Long, and thin, and gray were the locks that shaded his temples;
But, as he lay in the in morning light, his face for a moment
Seemed to assume once more the forms of its earlier manhood;
So are wont to be changed the faces of those who are dying.
Hot and red on his lips still burned the flush of the fever,
As if life, like the Hebrew, with blood had besprinkled its portals,
That the Angel of Death might see the sign, and pass over.
Motionless, senseless, dying, he lay, and his spirit exhausted
Seemed to be sinking down through infinite depths in the darkness,
Darkness of slumber and death, forever sinking and sinking.
Then through those realms of shade, in multiplied reverberations,
Heard he that cry of pain, and through the hush that succeeded
Whispered a gentle voice, in accents tender and saint-like,
"Gabriel! O my beloved!" and died away into silence.
Then he beheld, in a dream, once more the home of his childhood;
Green Acadian meadows, with sylvan rivers among them,
Village, and mountain, and woodlands; and, walking under their shadow,
As in the days of her youth, Evangeline rose in his vision.
Tears came into his eyes; and as slowly he lifted his eyelids,
Vanished the vision away, but Evangeline knelt by his bedside.
Vainly he strove to whisper her name, for the accents unuttered
Died on his lips, and their motion revealed what his tongue would have spoken.
Vainly he strove to rise; and Evangeline, kneeling beside him,
Kissed his dying lips, and laid his head on her bosom.
Sweet was the light of his eyes; but it suddenly sank into darkness,
As when a lamp is blown out by a gust of wind at a casement.
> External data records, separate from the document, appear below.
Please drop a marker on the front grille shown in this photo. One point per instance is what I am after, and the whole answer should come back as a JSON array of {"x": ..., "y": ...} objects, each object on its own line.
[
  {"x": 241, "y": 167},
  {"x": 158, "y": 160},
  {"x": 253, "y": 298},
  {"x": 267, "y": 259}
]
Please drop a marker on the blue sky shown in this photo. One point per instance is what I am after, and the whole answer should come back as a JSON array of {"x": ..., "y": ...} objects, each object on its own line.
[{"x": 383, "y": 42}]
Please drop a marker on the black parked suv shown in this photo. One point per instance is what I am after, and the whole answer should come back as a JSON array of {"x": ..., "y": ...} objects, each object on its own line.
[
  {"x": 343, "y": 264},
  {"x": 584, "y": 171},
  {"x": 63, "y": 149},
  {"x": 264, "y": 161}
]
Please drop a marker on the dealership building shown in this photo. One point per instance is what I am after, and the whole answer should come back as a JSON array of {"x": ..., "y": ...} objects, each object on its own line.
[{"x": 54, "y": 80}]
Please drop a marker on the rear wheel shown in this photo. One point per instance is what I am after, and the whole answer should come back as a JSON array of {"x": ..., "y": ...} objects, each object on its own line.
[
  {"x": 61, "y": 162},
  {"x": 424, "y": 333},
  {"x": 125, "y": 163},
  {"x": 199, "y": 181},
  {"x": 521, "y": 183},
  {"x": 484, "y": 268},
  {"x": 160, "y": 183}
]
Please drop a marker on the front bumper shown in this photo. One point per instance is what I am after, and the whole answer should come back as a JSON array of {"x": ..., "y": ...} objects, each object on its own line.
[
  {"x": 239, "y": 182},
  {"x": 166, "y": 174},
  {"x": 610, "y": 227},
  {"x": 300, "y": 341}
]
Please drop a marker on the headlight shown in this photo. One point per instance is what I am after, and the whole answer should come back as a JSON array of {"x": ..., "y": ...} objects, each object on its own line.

All was ended now, the hope, and the fear, and the sorrow,
All the aching of heart, the restless, unsatisfied longing,
All the dull, deep pain, and constant anguish of patience!
And, as she pressed once more the lifeless head to her bosom,
Meekly she bowed her own, and murmured, "Father, I thank thee!"

-------------

Still stands the forest primeval; but far away from its shadow,
Side by side, in their nameless graves, the lovers are sleeping.
Under the humble walls of the little Catholic churchyard,
In the heart of the city, they lie, unknown and unnoticed.
Daily the tides of life go ebbing and flowing beside them,
Thousands of throbbing hearts, where theirs are at rest and forever,
Thousands of aching brains, where theirs no longer are busy,
Thousands of toiling hands, where theirs have ceased from their labors,
Thousands of weary feet, where theirs have completed their journey!

Still stands the forest primeval; but under the shade of its branches
Dwells another race, with other customs and language.
Only along the shore of the mournful and misty Atlantic
Linger a few Acadian peasants, whose fathers from exile
Wandered back to their native land to die in its bosom.
In the fisherman's cot the wheel and the loom are still busy;
Maidens still wear their Norman caps and their kirtles of homespun,
And by the evening fire repeat Evangeline's story,
While from its rocky caverns the deep-voiced, neighboring ocean
Speaks, and in accents disconsolate answers the wail of the forest.